Personne, parmi ceux qui restèrent au Territoire, qui n’appelle de ses vœux le retour de l’Apache. Ils finiront par se faire à l’idée de son absence comme à celle d’un roi qui n’aurait jamais accepté sa couronne, mais après combien de temps ? Ils racontent les limites qu’il a tracées, le partage de son manteau, son indulgence pour les fautifs et déclarent : c’était justice. Ils n’achètent plus que le vin qu’il aimait. Ils regardent les arbres qu’il trouvait beaux, les femmes et les rochers et décident, solennels, qu’on appliquera désormais ce beau-là. Las ! ce diable d’homme les a abandonnés à leur sort. Nommer ce qui leur manque excède leurs limites de langage. Il se peut qu’ils n’aient fait jusque là que projeter sur lui tout le possible de leur existence, ce qu’ils auraient dû voir et faire eux-mêmes, embrasser et boire mais les circonstances, comprenez... A charge de certains êtres d’élite de converger sur eux les voies qu’on n’a pas prises. L’Apache de loin en loin donne de ses nouvelles, remercie pour l’invitation, s’excuse : la fermeture des liaisons aériennes le temps de l’épidémie l’a pris de court.

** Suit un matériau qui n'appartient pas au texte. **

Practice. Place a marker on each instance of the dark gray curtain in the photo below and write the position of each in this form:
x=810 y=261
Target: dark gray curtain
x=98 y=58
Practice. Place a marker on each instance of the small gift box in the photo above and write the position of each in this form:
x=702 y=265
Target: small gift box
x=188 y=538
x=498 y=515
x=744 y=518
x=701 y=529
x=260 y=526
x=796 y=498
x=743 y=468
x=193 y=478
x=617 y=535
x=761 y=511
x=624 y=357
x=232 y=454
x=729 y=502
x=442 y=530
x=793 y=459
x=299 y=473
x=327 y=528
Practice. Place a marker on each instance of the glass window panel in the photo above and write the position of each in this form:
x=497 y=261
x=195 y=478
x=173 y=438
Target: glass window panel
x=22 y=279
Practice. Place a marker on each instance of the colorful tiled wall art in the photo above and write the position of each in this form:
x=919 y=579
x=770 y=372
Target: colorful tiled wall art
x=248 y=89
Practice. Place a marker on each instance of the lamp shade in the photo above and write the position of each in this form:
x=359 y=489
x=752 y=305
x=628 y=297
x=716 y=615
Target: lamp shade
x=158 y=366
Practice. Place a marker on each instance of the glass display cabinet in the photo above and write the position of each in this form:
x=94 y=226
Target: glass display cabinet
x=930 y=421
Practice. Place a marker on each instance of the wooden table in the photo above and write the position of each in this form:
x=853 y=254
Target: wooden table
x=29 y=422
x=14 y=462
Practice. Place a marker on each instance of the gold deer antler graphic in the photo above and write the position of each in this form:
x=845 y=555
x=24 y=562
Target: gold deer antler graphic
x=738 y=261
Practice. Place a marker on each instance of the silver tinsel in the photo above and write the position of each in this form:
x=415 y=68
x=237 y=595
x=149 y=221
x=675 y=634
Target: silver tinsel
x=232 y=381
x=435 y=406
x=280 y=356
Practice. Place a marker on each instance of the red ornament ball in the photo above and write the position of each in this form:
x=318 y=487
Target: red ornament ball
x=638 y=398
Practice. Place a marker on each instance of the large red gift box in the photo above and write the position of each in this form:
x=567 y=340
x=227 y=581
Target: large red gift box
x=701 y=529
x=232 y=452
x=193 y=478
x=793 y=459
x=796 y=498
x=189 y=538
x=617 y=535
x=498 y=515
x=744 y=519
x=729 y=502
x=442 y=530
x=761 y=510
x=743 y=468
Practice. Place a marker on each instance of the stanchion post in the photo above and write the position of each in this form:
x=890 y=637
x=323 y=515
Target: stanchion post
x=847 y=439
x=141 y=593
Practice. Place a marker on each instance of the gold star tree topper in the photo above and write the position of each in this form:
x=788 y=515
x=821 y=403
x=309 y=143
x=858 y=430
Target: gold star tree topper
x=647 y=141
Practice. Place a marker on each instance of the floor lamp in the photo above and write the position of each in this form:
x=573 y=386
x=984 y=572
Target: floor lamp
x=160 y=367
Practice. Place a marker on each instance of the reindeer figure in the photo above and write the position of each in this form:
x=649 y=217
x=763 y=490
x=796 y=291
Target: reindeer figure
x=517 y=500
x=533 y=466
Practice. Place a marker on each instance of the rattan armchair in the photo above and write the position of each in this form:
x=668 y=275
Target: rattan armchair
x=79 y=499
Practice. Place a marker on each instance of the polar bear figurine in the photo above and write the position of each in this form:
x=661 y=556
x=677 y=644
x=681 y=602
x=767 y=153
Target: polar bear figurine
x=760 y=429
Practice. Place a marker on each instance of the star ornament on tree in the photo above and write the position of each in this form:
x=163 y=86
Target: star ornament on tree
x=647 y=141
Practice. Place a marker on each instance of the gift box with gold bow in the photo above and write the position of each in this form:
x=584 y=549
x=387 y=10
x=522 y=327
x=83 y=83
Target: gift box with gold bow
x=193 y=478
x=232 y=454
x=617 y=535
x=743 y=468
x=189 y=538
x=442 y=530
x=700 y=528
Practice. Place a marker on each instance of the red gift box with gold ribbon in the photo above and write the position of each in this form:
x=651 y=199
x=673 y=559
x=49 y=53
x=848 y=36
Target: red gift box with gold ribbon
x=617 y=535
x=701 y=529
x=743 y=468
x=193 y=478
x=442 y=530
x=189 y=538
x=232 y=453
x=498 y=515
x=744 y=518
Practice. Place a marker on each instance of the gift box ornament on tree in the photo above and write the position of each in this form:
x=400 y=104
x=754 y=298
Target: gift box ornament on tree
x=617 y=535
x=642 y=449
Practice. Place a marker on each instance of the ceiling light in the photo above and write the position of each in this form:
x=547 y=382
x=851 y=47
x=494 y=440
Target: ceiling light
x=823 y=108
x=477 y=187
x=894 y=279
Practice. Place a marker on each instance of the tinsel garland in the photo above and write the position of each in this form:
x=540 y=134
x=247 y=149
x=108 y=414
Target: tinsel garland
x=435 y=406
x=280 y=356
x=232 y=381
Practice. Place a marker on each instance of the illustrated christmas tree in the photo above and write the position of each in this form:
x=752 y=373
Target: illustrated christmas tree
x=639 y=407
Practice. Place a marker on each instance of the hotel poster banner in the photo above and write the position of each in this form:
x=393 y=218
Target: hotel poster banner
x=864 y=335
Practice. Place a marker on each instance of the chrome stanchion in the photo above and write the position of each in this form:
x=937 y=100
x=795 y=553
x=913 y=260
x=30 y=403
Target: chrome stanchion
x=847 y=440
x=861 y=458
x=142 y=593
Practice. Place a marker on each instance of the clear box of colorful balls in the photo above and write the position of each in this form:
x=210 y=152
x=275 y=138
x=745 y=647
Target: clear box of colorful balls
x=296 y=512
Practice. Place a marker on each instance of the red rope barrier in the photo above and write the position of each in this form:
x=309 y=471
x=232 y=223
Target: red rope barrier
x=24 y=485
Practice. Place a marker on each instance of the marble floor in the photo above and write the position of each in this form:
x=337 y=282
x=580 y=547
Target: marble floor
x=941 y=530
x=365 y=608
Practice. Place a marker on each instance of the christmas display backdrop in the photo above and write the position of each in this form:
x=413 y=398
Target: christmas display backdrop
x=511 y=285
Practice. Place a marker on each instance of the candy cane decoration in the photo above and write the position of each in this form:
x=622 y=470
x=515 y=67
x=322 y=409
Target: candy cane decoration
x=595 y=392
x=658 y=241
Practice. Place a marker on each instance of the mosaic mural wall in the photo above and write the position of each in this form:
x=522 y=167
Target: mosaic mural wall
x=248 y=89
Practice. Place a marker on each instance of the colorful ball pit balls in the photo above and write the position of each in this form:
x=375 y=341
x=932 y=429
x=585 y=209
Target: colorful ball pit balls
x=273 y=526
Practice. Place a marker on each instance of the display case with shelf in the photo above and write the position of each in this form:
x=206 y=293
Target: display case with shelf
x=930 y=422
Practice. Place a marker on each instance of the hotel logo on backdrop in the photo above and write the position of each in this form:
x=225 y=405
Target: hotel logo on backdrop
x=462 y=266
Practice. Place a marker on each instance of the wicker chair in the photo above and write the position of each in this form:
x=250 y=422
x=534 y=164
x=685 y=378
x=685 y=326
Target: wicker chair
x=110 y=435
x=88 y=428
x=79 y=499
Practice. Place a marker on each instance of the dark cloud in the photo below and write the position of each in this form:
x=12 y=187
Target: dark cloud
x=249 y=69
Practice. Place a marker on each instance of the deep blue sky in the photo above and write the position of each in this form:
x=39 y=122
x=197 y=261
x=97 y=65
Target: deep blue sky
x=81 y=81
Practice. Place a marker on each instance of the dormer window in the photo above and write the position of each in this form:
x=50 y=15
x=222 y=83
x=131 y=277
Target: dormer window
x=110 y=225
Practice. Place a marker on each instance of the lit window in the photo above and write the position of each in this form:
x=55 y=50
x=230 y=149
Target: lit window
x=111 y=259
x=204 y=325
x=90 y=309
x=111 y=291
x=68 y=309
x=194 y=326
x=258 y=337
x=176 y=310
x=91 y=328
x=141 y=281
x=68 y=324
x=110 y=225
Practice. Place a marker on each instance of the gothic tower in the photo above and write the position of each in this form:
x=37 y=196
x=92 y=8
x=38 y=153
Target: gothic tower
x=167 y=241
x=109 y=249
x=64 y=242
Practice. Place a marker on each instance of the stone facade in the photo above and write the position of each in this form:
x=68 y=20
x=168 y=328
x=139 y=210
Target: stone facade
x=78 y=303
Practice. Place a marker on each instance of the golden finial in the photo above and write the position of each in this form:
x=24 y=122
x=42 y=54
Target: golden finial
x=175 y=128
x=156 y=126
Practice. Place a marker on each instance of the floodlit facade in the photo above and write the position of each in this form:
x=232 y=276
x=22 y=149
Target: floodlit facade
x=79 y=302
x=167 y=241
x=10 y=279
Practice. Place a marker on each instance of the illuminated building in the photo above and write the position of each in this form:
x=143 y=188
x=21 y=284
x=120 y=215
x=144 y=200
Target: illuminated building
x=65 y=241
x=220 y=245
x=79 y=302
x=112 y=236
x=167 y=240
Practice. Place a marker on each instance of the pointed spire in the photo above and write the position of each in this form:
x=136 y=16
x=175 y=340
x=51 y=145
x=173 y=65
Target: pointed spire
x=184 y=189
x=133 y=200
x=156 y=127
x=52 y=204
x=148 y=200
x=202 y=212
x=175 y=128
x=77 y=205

Le Territoire n’entretient pas, à l’extérieur, de représentation diplomatique ; parier qu’il erre sans recommandation dans des villes étrangères, qu’il délire sous des soleils atroces apporte à ses compatriotes la maigre consolation des pleutres.

L’Histoire

A chaque catastrophe d’ampleur les habitants du Territoire se décident de tenir enfin leur journal. Cette résolution leur fait trois jours. On souhaite, ici comme ailleurs, être en mesure de produire demain les pièces justifiant de notre appartenance à l’Histoire ; qu’elle nous moulut avec les autres, qu’à ses grandeurs aussi nous prenons notre part. En vain ! Leur méticulosité inutile, la vacuité de tous ces petits faits ne fait qu’ajouter du silence au silence ; ils finissent, c’est leur pente naturelle, par s’en tenir à la pluviométrie. A l’échelle du Territoire l’Histoire fait vaguement flotter les prix des céréales mais pas plus que les grèves à l’Auchan de Tours-nord, pas plus que les fêtes de Noël, pas plus que les pylônes HT quand un coup de vent les abat au travers de la route du nord. L’Histoire change parfois l’avers des monnaies, fait prendre du retard au feuilleton TV ; quand le bronze manque pour l’artillerie de campagne, elle leur fond de temps en temps une cloche. De déduire des hirondelles qui tardent l’issue d’une bataille qu’ils ne verront jamais exige plus de curiosité qu’ils n’en ont. Sans doute cet essoufflement-là s’explique-t-il par ce que peu d’entre eux, avouons, croient à l’existence de l’Histoire. Depuis mille ans leurs archives ne permettent guère de discerner autre chose que le quotidien écrasant, identique, indifférent au tronçonnage par décade, aux frises synoptiques des manuels. Le présent est à perte de vue. De là vint que les conquérants ne firent que traverser : cette sorte de gens, mue toujours par le désir d’être le passé d’un futur, ne pouvait que prendre peur devant ces bêtes villages aussi indifférents au feu que des foins.

Lire l’heure

Accuser l’excessive mélancolie des gens du Territoire revient à enfoncer une porte ouverte. Ce doit être chez eux manière de poser puisque, allez voir par vous-même, leurs supermarchés débordent de viande rouge, la démocratie libérale s’y trouve solidement défendue, le réchauffement du climat se verra à coup sûr cantonné par la croissance du secteur éolien. Ce qui leur manque ? Ils ne le sauraient eux-mêmes. Le souvenir les trouble d’une fille attrapée par les bras, d’un motif au piano par une fenêtre ouverte, de la neige la nuit – comme nous. Il est pourtant arrivé qu’au cours d’une de leurs trop longues veillées l’un d’eux se trouvât la force inouïe d’ouvrir son cœur. Un gros bout de châtaigner avait été jeté par inadvertance dans le feu et tous retiraient nerveusement les jambes, débarrassaient la nappe mais lui ne bougea pas. « Eh, l’Apache, qu’as-tu donc ? » Et l’Apache avoua qu’à cause de l’éternité insoutenable des choses il avait toujours honte de lire l’heure correctement.